Here’s a link to our official incident status and postmortem, where we will be following up with more details over the coming days. However, just to keep everybody on this thread up to date, I want to summarize a few things.
Technical
First of all, regarding the technical nature of this particular incident, it was the result of a database-level upgrade that we had planned for some time and had successfully executed in staging but hit an error when doing so in production.
The upgrade involved moving databases from one set of compute resources to another, more dedicated, set of resources so we could continue to scale and provide you all with a great level of service.
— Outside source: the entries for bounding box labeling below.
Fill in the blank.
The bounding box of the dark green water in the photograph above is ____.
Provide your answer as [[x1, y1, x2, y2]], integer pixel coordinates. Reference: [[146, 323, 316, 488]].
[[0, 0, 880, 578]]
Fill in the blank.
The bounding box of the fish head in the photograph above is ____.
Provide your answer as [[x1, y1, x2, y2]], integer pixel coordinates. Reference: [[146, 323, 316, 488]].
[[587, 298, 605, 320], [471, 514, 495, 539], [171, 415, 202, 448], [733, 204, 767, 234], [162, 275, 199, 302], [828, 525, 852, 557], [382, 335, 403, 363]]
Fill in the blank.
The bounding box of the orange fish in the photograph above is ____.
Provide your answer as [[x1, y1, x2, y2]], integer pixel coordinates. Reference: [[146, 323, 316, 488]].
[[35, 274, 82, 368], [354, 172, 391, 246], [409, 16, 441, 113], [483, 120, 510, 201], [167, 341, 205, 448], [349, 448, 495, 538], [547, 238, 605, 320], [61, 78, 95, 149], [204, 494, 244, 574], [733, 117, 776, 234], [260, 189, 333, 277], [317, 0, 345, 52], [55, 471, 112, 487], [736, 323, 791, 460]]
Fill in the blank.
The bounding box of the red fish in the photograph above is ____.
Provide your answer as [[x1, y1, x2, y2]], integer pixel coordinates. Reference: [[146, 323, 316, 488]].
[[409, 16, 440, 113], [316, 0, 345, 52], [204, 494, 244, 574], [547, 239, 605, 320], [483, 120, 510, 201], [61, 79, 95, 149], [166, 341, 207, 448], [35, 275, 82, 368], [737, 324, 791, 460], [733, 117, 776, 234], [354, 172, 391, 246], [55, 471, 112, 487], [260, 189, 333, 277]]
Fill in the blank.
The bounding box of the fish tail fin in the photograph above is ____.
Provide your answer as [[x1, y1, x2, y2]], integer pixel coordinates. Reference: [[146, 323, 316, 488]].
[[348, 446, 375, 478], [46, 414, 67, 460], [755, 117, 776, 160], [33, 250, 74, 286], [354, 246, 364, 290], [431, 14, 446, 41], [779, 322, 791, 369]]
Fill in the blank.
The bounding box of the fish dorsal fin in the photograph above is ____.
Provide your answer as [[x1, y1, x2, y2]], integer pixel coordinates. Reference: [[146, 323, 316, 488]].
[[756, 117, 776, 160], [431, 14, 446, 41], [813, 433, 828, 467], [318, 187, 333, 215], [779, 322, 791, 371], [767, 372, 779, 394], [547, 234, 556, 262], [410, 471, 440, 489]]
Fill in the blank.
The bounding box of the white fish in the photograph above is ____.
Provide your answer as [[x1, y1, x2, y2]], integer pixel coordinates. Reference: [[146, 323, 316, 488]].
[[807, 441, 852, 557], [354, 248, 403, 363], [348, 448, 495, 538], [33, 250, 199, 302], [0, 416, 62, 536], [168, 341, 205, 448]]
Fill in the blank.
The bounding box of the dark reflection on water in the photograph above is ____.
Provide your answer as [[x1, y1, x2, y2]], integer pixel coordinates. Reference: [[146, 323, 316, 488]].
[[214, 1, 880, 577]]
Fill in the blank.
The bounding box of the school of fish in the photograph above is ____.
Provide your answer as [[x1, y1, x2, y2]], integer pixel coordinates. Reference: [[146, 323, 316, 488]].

Obviously, in attempting to do so, we ended up providing you with a worse service.
More technical details will follow on the incident link I posted, as we have a lot to sift through internally, and that will take some time.
Communication
However, in terms of our general communication, Glide was dark for way too long regarding the impact of the issue, and that is unacceptable.
At the very least, when we are having incidents, we should be able to communicate to you and to a broader community of customers what the nature of the incident is and our progress as we attempt to resolve it.
That was a very clear miss in this incident, as there was about 10 hours of application impact and very little customer-facing communication.
This reveals several large gaps in our process, and that will also be one thing that we look to fix as part of our analysis and postmortem. Stay tuned for details on that as well.
Next
By mid this week we intend to have a full technical post-mortem as well as specific changes to our incident response process.
We will post those updates here and on the official incident status linked above.
Thank you all for your understanding and your feedback.